His recent project involved water not far from campus – Frenchman’s Bay, near Pickering. The city has been looking at strategies to improve the bay’s water quality, and Wells became interested in helping to tackle the challenge, choosing to conduct research there because it is a good site to study general processes with potentially relevant applications for the future. “The bay could be a really beautiful asset to the city,” he says, if the water was cleaner. But at the moment, the bay is thick with algae, fertilizer, and natural sediment, and it’s not unusual to see dead fish floating on the surface.
Naturally, city planners there would like to see clean water and live fish, and have considered various ways to improve the harbour – but, as Wells discovered, none of the proposals are as simple as they seem. One possibility is to widen the channel connecting the bay to Lake Ontario. That would increase the rate of mixing between water in the bay and in the lake, but it would also lower the water temperature in the bay.
“The fish won’t go there if it’s too polluted or if there’s too much sediment,” Wells explains. “But they also won’t go there if the temperature fluctuations are too great.” In other words, widening the channel would improve water quality, but wouldn’t make life any easier for fish living in the bay. “So you’d solve one problem but you’d create another problem – they’re all kind of related,” Wells says. “It’s a real-world problem.”
Another option is to construct a “settling pond” somewhere upstream from the bay, allowing sediment and fertilizer to settle further away from the bay itself. (He notes that this idea was proposed by his colleague, Professor Nick Eyles, of U of T Scarborough.) As with widening the channel, such a project would cost millions.
With Wells’ expertise, the town will have an edge in the tough decisions that lie ahead. “Choosing the best plan is a political decision,” Wells says, “but it should be informed by good science as well.”

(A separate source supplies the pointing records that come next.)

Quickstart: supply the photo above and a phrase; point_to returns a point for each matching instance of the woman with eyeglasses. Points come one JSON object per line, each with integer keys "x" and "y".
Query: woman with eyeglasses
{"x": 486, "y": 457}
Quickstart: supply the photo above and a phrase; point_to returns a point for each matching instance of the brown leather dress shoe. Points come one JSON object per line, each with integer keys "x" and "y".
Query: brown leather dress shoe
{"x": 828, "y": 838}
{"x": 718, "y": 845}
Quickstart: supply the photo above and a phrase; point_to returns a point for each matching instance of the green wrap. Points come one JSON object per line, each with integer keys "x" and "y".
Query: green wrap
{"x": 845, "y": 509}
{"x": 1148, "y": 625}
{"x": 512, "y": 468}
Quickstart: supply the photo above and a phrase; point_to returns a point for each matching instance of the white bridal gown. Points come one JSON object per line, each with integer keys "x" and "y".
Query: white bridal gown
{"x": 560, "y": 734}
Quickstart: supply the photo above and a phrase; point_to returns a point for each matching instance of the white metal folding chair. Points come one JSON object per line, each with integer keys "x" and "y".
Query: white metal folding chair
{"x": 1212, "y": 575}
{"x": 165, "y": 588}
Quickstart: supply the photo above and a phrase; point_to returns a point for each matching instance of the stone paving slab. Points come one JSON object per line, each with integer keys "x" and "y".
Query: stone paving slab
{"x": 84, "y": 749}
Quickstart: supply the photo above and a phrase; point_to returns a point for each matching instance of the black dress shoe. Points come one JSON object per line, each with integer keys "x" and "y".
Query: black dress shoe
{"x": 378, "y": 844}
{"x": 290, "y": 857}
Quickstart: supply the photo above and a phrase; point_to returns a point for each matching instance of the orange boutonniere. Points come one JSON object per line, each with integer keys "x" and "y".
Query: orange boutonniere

Another issue that Wells is currently tackling has worldwide implications: the problem of “invasive species.” The problem is of particular concern in the Great Lakes, where tiny zebra mussels may be the most famous invader. These diminutive mollusks are native to rivers of southern Ukraine, but have been turning up in the Great Lakes since the late 1980s. How did they get here? The most likely explanation is that they were accidentally transported to North America in the ballast water that giant freighters use in their hulls for stability. (The water is pumped in when the ship unloads, and then pumped out when the ship takes on cargo.)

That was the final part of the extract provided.